En apres-midi, je suis rentré a l'auberge alors que Sylvie allait ramener dans l'ancienne concession française un guide de Shanghai que Anita nous avait généreusement preté. Le soir, nous sommes allés célébrer notre semaine a Shanghai. Mais pas n'importe ou et pas n'importe comment. En effet, nous avons pris le métro pour le quartier de Pudong. Nous nous sommes alors dirigés vers la plus haute tour de la ville (jusqu'à l'an prochain laors qu'une tour encore plus grande lui ravira ce titre!) ou se trouve le Park Hyatt. La chaine y détient en effet l'hotel le plus haut du monde qui culmine au 92 étage. Nous sommes donc allés prendre un verre au bar de l'hotel qui surplombe la ville, tout en haut de cette tour en forme de décapsuleur. Un concert de jazz s'y tenait. Autant dire que nous ne sommes pas passés inaperçus aupres du personnel: nous étions les 2 seuls habillés en ''voyageurs'' alors que tout le gratin de l'hotel et de la ville était tiré a 4 épingles. Mais le voyage vous apprend l'humilité. Nous avons commandé ce que nous voulions et nous avons payé notre du. Nous avions donc le droit autant que les autres clients de savourer notre verre au son du quartet multinational qui s'animait devant nous avec brios.

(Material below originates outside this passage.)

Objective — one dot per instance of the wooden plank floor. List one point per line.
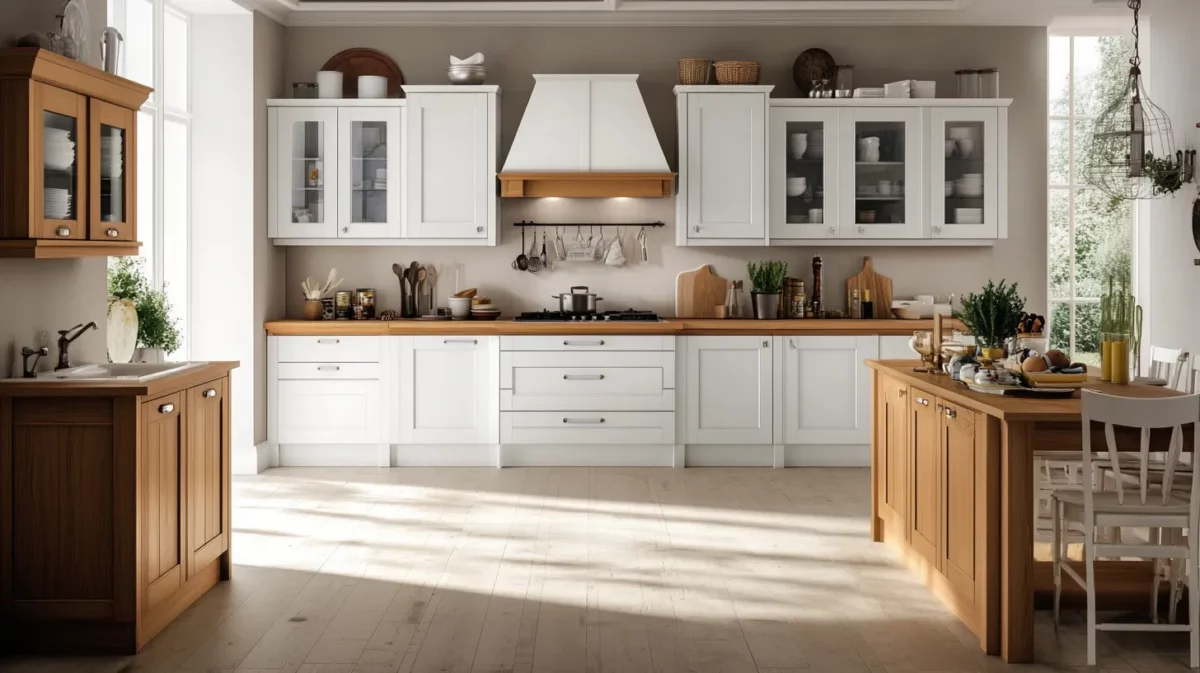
(575, 570)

Sylvie ne résista pas a l'appel du Gewurztraminer. Pour moi, un planteur me rappela les plages blanches et les eaux cristallines de la Martinique sur une teinte sino-jazzy. Comme vous vous en doutez, ce fut la un autre moment tres agréable de notre voyage. Puis en fin de soirée, nous sommes redescendus de notre tour de crystal pour retourner tranquillement dans la modestie de notre dortoir d'auberge de jeunesse, avec ces 2 ouzbeks qui ne se faisaient pas prier pour ronfler en duo... Autres origines. Autre musique!

Jeudi matin, nous nous sommes donc réveillés une derniere fois a Shanghai pour prendre nos sacs et filer vers la gare. Un métro et nous y étions déja. Il ne nous restait plus qu'a rejoindre la salle d'attente pour notre train qui nous conduirait a Hanghzou.

A suivre...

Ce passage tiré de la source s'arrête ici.